Python binding of Vaporetto tokenizer.

Examples:
>>> import vaporetto
>>> with open('path/to/vaporetto.model', 'rb') as fp:
...     tokenizer = vaporetto.Vaporetto(fp.read(), predict_tags = True)
>>> tokenizer.tokenize_to_string('まぁ社長は火星猫だ')
'まぁ/名詞/マー 社長/名詞/シャチョー は/助詞/ワ 火星/名詞/カセー 猫/名詞/ネコ だ/助動詞/ダ'
>>> tokens = tokenizer.tokenize('まぁ社長は火星猫だ')
>>> len(tokens)
6
>>> tokens[0].surface()
'まぁ'
>>> tokens[0].tag(0)
'名詞'
>>> tokens[0].tag(1)
'マー'
>>> [token.surface() for token in tokens]
['まぁ', '社長', 'は', '火星', '猫', 'だ']
Parameters:
  • model (bytes) – A byte sequence of the model.

  • predict_tags (bool) – If True, the tokenizer predicts tags.

  • wsconst (str) – Does not split the specified character types.
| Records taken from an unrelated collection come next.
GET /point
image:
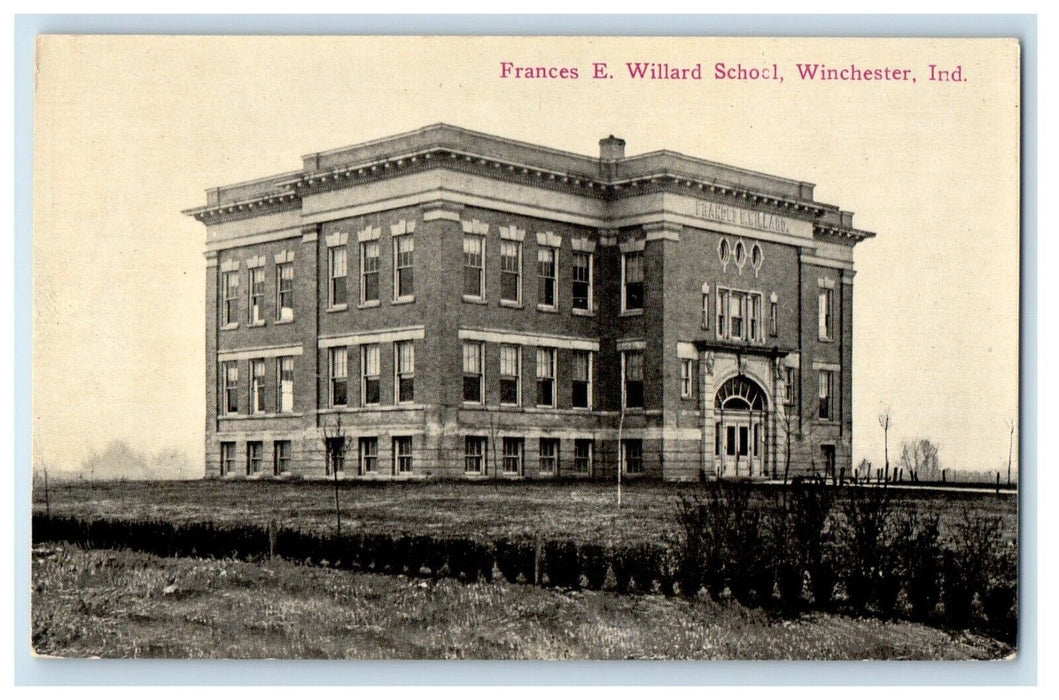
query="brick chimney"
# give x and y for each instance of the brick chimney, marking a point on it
(611, 151)
(611, 148)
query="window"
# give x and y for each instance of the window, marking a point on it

D: Digit, R: Roman, H: Hiragana, T: Katakana, K: Kanji, O: Other, G: Grapheme cluster. You can specify multiple types such as DGR.
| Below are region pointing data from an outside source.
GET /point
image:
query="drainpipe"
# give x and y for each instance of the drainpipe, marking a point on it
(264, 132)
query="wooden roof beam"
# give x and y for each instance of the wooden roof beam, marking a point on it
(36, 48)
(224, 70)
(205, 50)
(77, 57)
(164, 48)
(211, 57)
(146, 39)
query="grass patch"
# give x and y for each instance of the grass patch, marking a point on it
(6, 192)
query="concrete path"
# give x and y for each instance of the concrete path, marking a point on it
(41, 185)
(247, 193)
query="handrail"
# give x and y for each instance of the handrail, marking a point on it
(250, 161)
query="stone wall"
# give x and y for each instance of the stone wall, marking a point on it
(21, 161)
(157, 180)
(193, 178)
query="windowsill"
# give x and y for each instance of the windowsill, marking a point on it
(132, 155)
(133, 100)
  • norm (bool) – If True, input texts will be normalized beforehand.

Return type:

vaporetto.Vaporetto

Raises:
  • ValueError – if the model is invalid.

  • ValueError – if the wsconst value is invalid.

static create_from_kytea_model(model, /, wsconst='', norm=True)

Create a new Vaporetto instance from a KyTea’s model.

Vaporetto does not support tag prediction with KyTea’s model.

Parameters:
  • model (bytes) – A byte sequence of the model.

  • wsconst (str) – Does not split the specified character types.

  • norm (bool) – If True, input texts will be normalized beforehand.

Return type:

vaporetto.Vaporetto

Raises:
  • ValueError – if the model is invalid.

  • ValueError – if the wsconst value is invalid.

tokenize(text, /)

Tokenize a given text and return as a list of tokens.

Parameters:

text (str) – A text to tokenize.

Return type:

vaporetto.TokenList

tokenize_to_string(text, /)

Tokenize a given text and return as a string.

Parameters:

text (str) – A text to tokenize.

Return type:

str

class vaporetto.TokenList

List of Token returned by the tokenizer.

__getitem__(key, /)

Return self[key].

__iter__()

Implement iter(self).

__len__()

Return len(self).

class vaporetto.TokenIterator

Iterator that returns Token.

__next__()

Implement next(self).

class vaporetto.Token

Representation of a token.

end()

Return the end position (exclusive) in characters.

Return type:

int

n_tags()

Return the number of tags assigned to this token.

Return type:

int

start()

Return the start position (inclusive) in characters.

Return type:

int

surface()

Return the surface of this token.

Return type:

str

tag(index, /)

Return the tag assigned to a given index.

Parameters:

index (int) – An index of the set of tags

Return type:

Optional[str]

Raises:

ValueError – if the index is out of range.

VAPORETTO_VERSION: str

Indicates the version number of vaporetto used by this wrapper. It can be used to check the compatibility of the model file.